Rdr3 confers resistance to a number of races of black spot, but not others. We originally characterized the gene in ‘George Vancouver’ building off of Dr. Vance Whitaker’s Ph.D. thesis completed over a decade ago. We had to recreate the cross of GV with ‘Morden Blush’ to get a population of seedlings again that we could characterize each seedling of for resistance. We used the currently popular and more powerful marker system called SNPs compared to what was available to Vance years ago to find were in the genome the resistance gene is located and find some DNA markers that were close/maybe within the gene to easily test other roses with to see if they share the same gene. We actually found 3 markers in that area of the genome that if present helps confirm the presence of this unique gene to help provide greater confidence.
This gene does not provide resistance to all races of black spot, but 9 of the 13 we have in the collection. This gene in combination with other genes would increasing provide resistance to more and more races in the overall collection. In fact, Rdr4 and Rdr3 together would theoretically confer resistance to all the races we currently have.

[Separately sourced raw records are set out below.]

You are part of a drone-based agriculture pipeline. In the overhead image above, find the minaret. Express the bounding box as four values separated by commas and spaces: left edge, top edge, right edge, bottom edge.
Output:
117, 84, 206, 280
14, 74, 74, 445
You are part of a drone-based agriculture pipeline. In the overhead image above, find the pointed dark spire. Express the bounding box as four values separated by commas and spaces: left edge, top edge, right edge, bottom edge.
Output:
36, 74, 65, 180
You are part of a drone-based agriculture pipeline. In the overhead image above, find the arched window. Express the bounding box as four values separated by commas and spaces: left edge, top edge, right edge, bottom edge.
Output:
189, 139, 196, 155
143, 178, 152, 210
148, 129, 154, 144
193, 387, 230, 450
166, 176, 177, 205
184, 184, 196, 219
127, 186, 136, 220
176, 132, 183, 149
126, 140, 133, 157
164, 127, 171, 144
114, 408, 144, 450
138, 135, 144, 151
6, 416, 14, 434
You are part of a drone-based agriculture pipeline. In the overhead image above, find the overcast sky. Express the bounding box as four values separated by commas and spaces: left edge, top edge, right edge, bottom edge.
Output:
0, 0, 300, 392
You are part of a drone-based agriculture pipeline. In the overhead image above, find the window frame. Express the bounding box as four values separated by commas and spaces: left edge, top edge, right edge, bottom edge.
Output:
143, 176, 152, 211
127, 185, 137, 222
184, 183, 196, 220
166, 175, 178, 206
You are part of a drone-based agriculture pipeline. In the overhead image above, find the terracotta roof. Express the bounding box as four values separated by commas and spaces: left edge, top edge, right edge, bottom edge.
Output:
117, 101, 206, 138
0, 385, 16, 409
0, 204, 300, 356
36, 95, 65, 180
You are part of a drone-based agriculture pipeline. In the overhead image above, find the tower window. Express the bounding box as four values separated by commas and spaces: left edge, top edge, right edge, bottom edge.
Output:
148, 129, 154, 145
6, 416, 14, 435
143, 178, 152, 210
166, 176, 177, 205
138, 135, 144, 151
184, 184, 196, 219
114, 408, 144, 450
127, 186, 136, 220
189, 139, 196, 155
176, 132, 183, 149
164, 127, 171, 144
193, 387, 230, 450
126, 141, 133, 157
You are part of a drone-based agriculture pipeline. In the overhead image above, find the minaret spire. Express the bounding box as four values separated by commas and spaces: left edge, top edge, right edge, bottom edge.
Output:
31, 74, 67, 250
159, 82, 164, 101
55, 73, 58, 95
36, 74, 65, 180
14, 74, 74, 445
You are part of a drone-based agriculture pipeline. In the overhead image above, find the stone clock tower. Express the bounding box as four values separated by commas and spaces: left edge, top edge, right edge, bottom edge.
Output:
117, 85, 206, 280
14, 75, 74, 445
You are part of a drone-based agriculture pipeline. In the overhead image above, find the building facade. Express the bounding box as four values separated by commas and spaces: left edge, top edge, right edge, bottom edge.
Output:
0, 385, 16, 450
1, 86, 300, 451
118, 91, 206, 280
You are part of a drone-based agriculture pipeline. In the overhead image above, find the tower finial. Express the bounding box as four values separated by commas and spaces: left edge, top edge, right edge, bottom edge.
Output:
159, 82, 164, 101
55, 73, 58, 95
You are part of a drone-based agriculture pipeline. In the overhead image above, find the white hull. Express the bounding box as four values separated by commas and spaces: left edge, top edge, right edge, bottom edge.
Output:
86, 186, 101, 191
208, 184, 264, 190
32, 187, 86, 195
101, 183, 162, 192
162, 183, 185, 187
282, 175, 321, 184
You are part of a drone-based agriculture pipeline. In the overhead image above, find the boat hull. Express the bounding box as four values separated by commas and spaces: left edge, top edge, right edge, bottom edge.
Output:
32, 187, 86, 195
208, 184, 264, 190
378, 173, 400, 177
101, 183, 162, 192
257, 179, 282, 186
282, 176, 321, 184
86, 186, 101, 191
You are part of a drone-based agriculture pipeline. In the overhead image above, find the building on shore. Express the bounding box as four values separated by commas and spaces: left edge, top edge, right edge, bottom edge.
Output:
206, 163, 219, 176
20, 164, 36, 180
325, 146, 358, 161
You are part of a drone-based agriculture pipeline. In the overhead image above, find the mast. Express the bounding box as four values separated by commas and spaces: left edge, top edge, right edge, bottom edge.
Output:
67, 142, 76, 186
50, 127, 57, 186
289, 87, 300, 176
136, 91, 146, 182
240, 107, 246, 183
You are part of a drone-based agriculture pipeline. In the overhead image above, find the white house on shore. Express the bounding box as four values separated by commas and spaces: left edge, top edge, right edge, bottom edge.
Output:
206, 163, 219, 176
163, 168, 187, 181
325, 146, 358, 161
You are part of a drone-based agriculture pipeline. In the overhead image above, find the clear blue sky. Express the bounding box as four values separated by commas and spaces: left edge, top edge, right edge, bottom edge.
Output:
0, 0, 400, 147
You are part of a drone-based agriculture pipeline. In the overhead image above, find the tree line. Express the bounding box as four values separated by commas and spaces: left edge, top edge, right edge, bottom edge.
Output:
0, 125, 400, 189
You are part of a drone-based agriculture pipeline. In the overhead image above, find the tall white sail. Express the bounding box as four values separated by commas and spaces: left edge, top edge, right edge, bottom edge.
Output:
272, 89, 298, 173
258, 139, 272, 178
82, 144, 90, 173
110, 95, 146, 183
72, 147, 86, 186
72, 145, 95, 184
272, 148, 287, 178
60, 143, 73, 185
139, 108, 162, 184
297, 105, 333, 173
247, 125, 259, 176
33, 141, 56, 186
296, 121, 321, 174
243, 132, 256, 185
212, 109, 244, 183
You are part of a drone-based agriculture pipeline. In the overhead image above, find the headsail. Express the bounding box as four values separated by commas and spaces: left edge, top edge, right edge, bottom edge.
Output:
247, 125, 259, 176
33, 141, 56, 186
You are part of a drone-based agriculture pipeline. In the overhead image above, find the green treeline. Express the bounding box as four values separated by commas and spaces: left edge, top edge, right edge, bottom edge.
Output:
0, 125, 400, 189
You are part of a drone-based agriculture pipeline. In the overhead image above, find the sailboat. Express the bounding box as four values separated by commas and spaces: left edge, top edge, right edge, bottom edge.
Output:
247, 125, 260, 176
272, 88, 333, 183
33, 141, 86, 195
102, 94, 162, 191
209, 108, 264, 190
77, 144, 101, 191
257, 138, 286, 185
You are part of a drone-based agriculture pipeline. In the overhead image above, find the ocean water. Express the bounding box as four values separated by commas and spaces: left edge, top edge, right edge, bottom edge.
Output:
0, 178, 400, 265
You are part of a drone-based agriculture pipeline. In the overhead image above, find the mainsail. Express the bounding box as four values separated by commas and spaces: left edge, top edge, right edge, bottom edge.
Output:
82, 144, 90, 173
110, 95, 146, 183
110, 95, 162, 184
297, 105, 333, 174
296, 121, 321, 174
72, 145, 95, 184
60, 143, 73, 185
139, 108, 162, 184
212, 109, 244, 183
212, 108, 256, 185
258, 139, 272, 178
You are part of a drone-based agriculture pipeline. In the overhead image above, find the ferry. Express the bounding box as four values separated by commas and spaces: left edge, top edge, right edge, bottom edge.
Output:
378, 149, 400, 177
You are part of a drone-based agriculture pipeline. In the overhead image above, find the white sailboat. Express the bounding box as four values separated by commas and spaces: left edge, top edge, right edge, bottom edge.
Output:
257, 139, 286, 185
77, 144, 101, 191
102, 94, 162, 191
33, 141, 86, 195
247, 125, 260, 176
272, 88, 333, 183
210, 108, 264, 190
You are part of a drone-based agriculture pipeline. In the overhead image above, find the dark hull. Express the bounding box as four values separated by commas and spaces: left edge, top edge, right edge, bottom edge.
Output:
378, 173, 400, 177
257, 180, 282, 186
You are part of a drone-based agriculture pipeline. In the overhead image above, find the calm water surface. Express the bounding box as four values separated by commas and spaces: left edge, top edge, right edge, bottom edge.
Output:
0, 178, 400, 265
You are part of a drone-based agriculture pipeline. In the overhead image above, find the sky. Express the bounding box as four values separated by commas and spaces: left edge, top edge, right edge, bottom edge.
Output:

Here are rose cultivars that tested positive for Rdr3 and could be possible parents/sources for Rdr3 to try to include in ones breeding program- Caldwell Pink, Frontenac, Champlain, Folksinger, Louis Jolliet, Quadra, Rainbow Knock Out, Sunsprite, and William Booth.
It seems like there are three distinct sort of groups of roses here. Material from Svejda’s Explorer program, ‘Sunsprite’ (parent of ‘Folksinger’ and ‘Sunsprite’ is from Kordes), and also ‘Caldwell Pink’, which seems like it may be a setigera hybrid perhaps of some sort from its morphology.
It is interesting that L83 (mother of GV and many other Explorer roses) does not have Rdr3. There is an open pollinated seedling of L83 (called L83-1), which is a triploid and shared with be by a friend to test for ploidy. The male parent must have been the source of Rdr3 and it was also perhaps maybe diploid or triploid to generate a triploid seedling.
We have a few extra roses tested that are in the background of the above roses that have Rdr3 to try to better understand its source across pedigrees. We plan to continue this work and present some of that extra information in an article later this year in the American Rose.